On Properties and Optimization of Information-theoretic Privacy Watchdog

We study the problem of privacy preservation in data sharing, where $S$ is a sensitive variable to be protected and $X$ is a non-sensitive useful variable correlated with $S$. Variable $X$ is randomized into variable $Y$, which will be shared or released according to $p_{Y|X}(y|x)$. We measure privacy leakage by \emph{information privacy} (also known as \emph{log-lift} in the literature), which guarantees mutual information privacy and differential privacy (DP).
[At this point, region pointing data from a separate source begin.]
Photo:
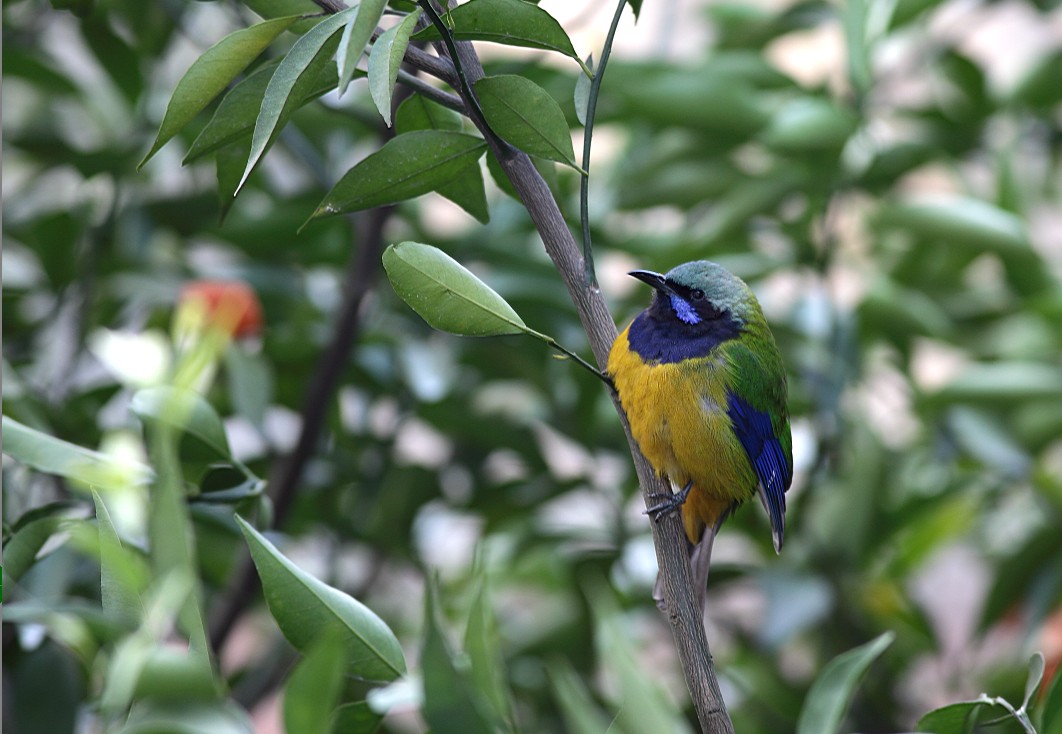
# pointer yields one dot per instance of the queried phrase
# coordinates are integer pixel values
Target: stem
(584, 184)
(669, 539)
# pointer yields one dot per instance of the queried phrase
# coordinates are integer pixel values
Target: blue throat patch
(660, 335)
(684, 310)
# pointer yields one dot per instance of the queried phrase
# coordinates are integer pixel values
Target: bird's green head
(700, 292)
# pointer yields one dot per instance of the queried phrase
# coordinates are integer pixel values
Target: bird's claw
(669, 502)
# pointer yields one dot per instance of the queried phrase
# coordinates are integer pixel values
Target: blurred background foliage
(887, 175)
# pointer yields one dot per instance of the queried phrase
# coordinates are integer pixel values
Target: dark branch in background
(361, 275)
(683, 613)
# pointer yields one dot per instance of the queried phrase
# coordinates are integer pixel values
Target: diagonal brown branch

Let $\Xepsc \subseteq \X$ contain elements n the alphabet of $X$ for which the absolute value of log-lift (abs-log-lift for short) is greater than a desired threshold $\eps$. When elements $x\in \Xepsc$ are randomized into $y\in \Y$, we derive the best upper bound on the abs-log-lift across the resultant pairs $(s,y)$. We then prove that this bound is achievable via an \emph{$X$-invariant} randomization $p(y|x) = R(y)$ for $x,y\in\Xepsc$. However, the utility measured by the mutual information $I(X;Y)$ is severely damaged in imposing a strict upper bound $\eps$ on the abs-log-lift. To remedy this and inspired by the probabilistic ($\eps$, $\delta$)-DP, we propose a relaxed ($\eps$, $\delta$)-log-lift framework. To achieve this relaxation, we introduce a greedy algorithm which exempts some elements in $\Xepsc$ from randomization, as long as their abs-log-lift is bounded by $\eps$ with probability $1-\delta$. Numerical results demonstrate efficacy of this algorithm in achieving a better privacy-utility tradeoff.